THE SEVEN WEEKS THAT CHANGED ROCK
The 80s weren’t dead and the 90s hadn’t really begun. This is the story of how seven weeks of summer in 1991 belonged to rock (and not just grunge).
Words: Rich Hobson
Guns N’ Roses: occupied the top two positions in many countries’ charts in
’91 with their
Use Your Illusion pair.
GETTY
In rock history, 1991 is most often seen as The Year Everything Changed. Anecdotally, grunge crashed down like a meteorite to annihilate the hair-metal dinosaurs that had dominated the rock landscape over the previous decade. But in truth there was no instant annihilation event for LA glam (or thrash, or just about any other form of popular guitar music of the 80s). Instead, a procession of landmark releases from August to September 1991 helped transform alt.rock’s steadily growing snowball into an all-enveloping avalanche.
“By the end of the late eighties, the whole scene needed a massive shake-up,” Kerrang! editor at the time Geoff Barton told Classic Rock. “Something was needed to turn the tide in rock, but I don’t think we anticipated the fallout.”

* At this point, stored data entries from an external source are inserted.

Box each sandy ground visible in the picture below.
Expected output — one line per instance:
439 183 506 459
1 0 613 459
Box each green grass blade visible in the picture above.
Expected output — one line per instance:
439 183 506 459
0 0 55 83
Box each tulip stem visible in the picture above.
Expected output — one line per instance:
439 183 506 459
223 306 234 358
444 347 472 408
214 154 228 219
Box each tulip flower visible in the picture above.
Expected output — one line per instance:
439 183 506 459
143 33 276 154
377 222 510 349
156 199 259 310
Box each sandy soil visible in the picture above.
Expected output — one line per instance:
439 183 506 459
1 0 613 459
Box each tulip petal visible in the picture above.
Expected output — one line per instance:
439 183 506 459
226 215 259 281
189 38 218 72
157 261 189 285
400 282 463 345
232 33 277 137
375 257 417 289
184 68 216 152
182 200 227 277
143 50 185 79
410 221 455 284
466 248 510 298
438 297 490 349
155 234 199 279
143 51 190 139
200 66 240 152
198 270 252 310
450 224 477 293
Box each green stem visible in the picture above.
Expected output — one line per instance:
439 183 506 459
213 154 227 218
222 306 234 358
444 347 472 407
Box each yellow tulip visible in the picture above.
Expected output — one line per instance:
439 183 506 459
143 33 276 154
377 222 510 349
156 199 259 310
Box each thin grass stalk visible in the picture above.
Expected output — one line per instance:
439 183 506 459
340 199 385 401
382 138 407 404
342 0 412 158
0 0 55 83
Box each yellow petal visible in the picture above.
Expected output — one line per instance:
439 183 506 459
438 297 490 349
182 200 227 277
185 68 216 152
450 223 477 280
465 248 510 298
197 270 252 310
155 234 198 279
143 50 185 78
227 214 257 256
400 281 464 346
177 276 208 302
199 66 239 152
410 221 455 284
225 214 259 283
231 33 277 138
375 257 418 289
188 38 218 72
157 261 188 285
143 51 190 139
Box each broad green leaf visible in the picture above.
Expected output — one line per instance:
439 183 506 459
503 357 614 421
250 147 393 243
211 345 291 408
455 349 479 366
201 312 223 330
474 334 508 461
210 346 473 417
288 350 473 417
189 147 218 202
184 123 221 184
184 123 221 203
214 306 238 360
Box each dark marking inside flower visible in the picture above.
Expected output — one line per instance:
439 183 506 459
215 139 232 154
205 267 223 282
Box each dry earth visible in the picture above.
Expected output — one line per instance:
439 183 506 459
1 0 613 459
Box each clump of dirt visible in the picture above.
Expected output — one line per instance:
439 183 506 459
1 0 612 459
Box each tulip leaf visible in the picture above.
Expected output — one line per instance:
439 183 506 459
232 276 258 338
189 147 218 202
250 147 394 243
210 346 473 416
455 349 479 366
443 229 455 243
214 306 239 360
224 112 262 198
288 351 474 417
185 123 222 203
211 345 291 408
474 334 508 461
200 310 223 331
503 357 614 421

Rock journalists may have grown tired of glam’s increasingly cartoonish hedonism, but it was still big business as far as the record-buying masses were concerned. The summer began inauspiciously. On June 17 Van Halen released their ninth studio album For Unlawful Carnal Knowledge which shot straight to No.1 in both the UK and US. Two weeks later Canadian pop-rocker Bryan Adams began conquering the singles charts with the massive Everything I Do (I Do It For You). The power ballad may have been a slice of 80s rock cheese, but it was an undeniable commercial sensation as it topped international charts, including a record-holding 16 weeks in the UK and a flabbergasting 39 weeks in Canada. And this, in the year that was supposedly all about grunge?

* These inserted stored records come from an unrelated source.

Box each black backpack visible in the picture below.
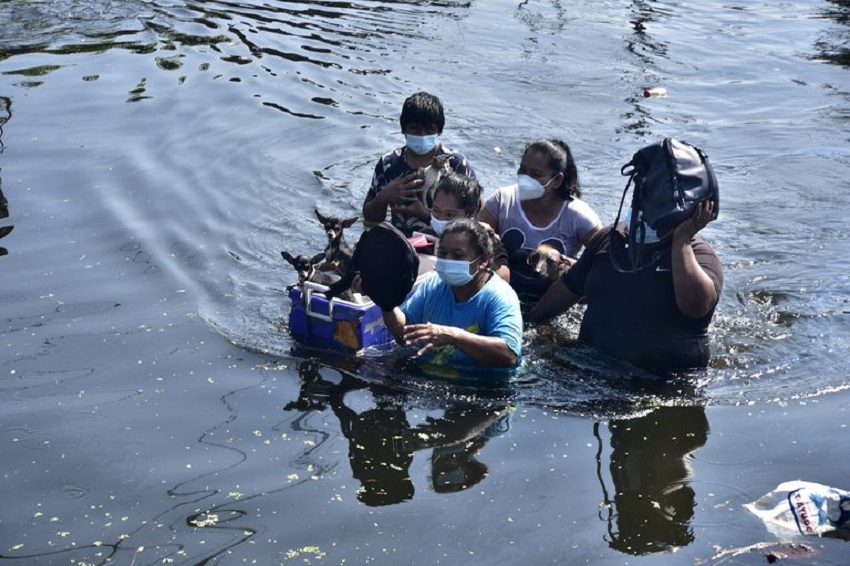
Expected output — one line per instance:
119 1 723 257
611 138 719 272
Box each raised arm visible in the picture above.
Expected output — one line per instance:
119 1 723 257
526 275 582 323
670 201 719 318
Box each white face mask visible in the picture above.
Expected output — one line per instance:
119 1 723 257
430 216 452 235
624 207 660 244
517 174 555 201
435 257 479 287
405 134 439 155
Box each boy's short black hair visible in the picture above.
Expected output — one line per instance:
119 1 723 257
399 92 445 133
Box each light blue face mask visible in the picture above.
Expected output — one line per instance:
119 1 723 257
435 257 479 287
624 207 661 244
430 216 452 235
405 133 439 155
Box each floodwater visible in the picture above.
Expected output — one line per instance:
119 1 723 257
1 0 849 564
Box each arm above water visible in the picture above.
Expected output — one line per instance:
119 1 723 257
526 276 582 324
403 323 518 368
363 172 424 226
380 307 408 344
671 201 720 318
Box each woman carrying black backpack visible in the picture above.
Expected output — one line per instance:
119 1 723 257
527 138 723 371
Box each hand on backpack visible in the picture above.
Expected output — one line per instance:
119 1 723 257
674 200 716 241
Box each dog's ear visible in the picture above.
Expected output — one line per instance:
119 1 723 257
314 208 327 224
342 216 359 229
310 252 325 265
281 250 295 265
526 251 540 265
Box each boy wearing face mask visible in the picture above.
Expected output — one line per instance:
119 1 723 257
362 92 476 237
479 139 602 303
381 219 522 369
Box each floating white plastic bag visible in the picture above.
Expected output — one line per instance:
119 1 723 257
744 480 850 536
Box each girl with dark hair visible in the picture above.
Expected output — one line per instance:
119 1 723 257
420 171 510 281
381 219 522 369
479 138 602 301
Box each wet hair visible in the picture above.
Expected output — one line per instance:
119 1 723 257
434 172 483 218
524 138 581 200
439 218 494 269
399 92 445 134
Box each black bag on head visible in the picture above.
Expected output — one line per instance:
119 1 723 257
622 137 719 232
350 222 420 310
611 137 719 272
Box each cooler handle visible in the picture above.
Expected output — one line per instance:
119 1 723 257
304 288 334 322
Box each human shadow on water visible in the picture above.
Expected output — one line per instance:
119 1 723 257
284 357 512 506
521 323 709 419
0 96 13 257
595 405 709 555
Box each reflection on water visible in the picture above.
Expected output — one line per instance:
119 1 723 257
619 0 672 136
0 96 11 257
596 406 709 555
1 0 474 117
816 1 850 67
286 358 511 506
1 0 849 563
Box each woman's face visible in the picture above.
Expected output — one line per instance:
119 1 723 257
437 232 477 262
518 149 562 190
431 191 466 221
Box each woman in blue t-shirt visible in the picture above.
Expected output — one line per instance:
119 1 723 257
381 219 523 368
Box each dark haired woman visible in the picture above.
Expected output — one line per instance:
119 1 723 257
381 219 522 369
420 171 511 282
479 138 602 301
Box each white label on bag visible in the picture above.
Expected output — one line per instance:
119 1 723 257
745 480 850 536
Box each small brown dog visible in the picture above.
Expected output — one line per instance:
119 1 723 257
527 243 574 283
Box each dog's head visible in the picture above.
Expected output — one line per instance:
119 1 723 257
315 209 358 243
282 250 324 283
419 154 452 187
527 244 568 282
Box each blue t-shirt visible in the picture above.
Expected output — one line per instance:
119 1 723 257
400 271 523 367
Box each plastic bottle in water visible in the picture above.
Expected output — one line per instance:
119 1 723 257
643 87 667 98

Adams’s success wasn’t anomalous; in January the Scorpions had released Wind Of Change, an international smash that sold more than 10 million copies worldwide. Elsewhere, Extreme’s More Than Words claimed the top spot in the US on June 8, 1991. Neither band was particularly known for exploring their softer side (although Scorpions had certainly dabbled in their 26-year career to that point), but a trip to ballad country proved to be exactly what they needed in order to reach new commercial peaks, revitalising commercial interest in albums that had already been out for 12 months.